Tym zwycięstwem piłkarze z Szaflar umocnili się na drugim miejsce w ligowej tabeli. 
 
KS Zakopane- Sandecja II Nowy Sącz 4:1 (0:0)
 
Bramki: 1:0 Murzyn 47, 2:0 M. Grela 62, 2:1 Zawiślan, 3:1 Gubała 80, 4:1 Chrobak 85. Sędziował: Konrad Kolak ze Starego Sącza. Widzow 100.
 
Zakopane: Dziedzic (46 Styrczula) – Murzyn, Frasunek, S, Stalmach, Stopka, Leniewicz, Chrobak, Nowobilski (46 Rzadkosz), Hanada (59 Kurnyta), M. Grela 69 (Kasperczyk), Gubała.
 
Sandecja II: Rejtanowicz 946 Ciwiński) – Waruszczak, Nowak, Brudziński, Zawiślan, Potoniec, Nowakowski (46 Ryś), Janczarzyk, Dyląg, Szewczyk (46 Błaszczyk), Krupa.
 
W pierwszej bezbramkowej połowie, warta odnotowania była jedynie sytuacja z 40 min, po której zakopiańczycy powinni prowadzić. M. Grela ograł obrońcę, miał trzy metry do bramki jednak zamiast uderzać próbował jeszcze dogrywać do partnera, i w efekcie jeden z obrońców Sandecji przechwycił futbolówkę.
 
Od początku drugiej odsłony spotkania zakopiańczycy zaatakowali ze zdwojona energią. Wywalczyli kilka rzutów rożnych i z trzecim z nich zdobyli prowadzenie. Do zagrania Leniewicza na bliższy słupek wystartował Murzyn musnął piłkę głową i futbolówka wpadła do dalszego rogu bramki. W 62 minucie dalekie podanie Murzyna ze swego pola karnego trafiło do stojącego przed szesnastką Sandecji Gubały, który głową przedłużył to podanie do wychodzącego na czystą pozycję M. Greli a napastnik Zakopanego pewnie posłał piłkę do siatki w sytuacji sam na sam. W 72 minucie w niegroźnej sytuacji po nieporozumieniu Stopki ze swoim bramkarzem Zawiślan wepchnął piłkę do siatki. Gospodarze jednak szybko otrząsnęli się z tego zdarzenia i w 80 minucie podwyższyli na 3:1. Po rajdzie Kurnyty lewą flanka i jego wycofaniu piłki na szesnastkę do Kasperczyka ten drugi uderzył na bramkę ale piłka otarła się o nogę Gubały i wpadła do bramki. Po kolejnej akcji Kurnyty ten dograł do wbiegającego w pole karne Chrobak, który mimo, ze był atakowany nie dał odebrać sobie piłki i pewnym strzałem pokonał bramkarza Sandecji.
******
 
Dwa mecze, dwie porażki. To bilans drużyn z naszego regionu w czwartkowych meczach przed ostatniej serii spotkań ligi okręgowej. Orkan Raba Wyżna przegrał 1:2 w Pisarzowej z Olimpią, a Orawa Jabłonka uległa aż 1:8 w Słopnicach drużynie Sokoła. Przegrana Orkana sprawiła, że wciąż niepewni awansu do IV ligi są gracze LKS Szaflary, którzy właśnie z Olimpią toczą o to zażarty bój. Wszystko rozstrzygnie, ostatnia sobotnia kolejka. Olimpia Pisarzowa – Orkan Raba Wyżna 2:1 (2:0)
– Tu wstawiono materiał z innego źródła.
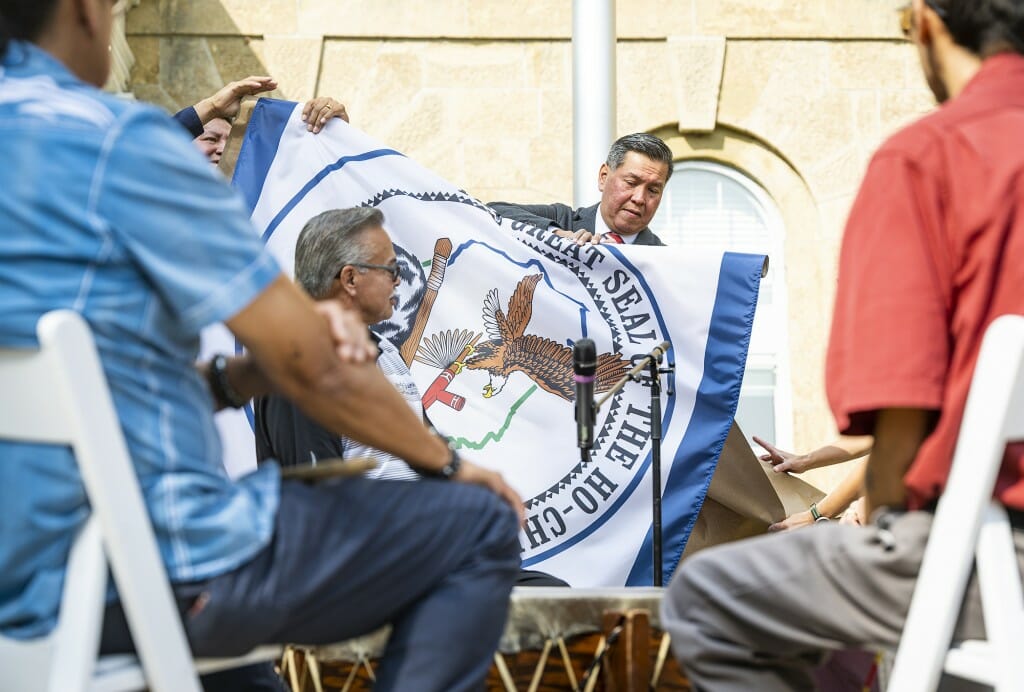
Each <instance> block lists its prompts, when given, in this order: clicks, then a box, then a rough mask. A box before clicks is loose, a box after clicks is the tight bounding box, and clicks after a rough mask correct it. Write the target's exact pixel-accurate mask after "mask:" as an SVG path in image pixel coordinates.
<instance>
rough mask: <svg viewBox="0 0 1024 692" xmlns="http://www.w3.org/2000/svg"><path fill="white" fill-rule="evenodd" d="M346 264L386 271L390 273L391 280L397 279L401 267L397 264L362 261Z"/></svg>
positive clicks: (397, 277)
Bramka dla Orkana: Możdżeń 56.
Orkan: Szklarz – Świder, Możdżeń, Lenart (46 D. Traczyk), K. Traczyk – Pluta, Kasiniak (46 Kasprzak), Skawski (80 Dziechciowski), Skwarek, Gromczak – T. Rapta.
Orkan stracił pierwszego gola już w 2 minucie. Obrońcy pozostawili zbyt wiele miejsca jednemu z zawodników gospodarzy, a ten przymierzył z dystansu w samo „okienko”. Po chwili od utraty drugiej bramki rabian uratowała poprzeczka. Mniej więcej od 20 minuty inicjatywę zaczął przejmować Orkan i efektem tego były dwie sytuacje bramkowe. Obie jednak niewykorzystane. Najpierw po podaniu Możdżenia, Gromczak będąc w dobrej pozycji uderzył nad bramką, a po chwili T. Rapta z 5 metrów trafił wprost w bramkarza. Sekundy przed końcem pierwszej połowy Orkan nadział się na kontrę Olimpii i stracił drugiego gola.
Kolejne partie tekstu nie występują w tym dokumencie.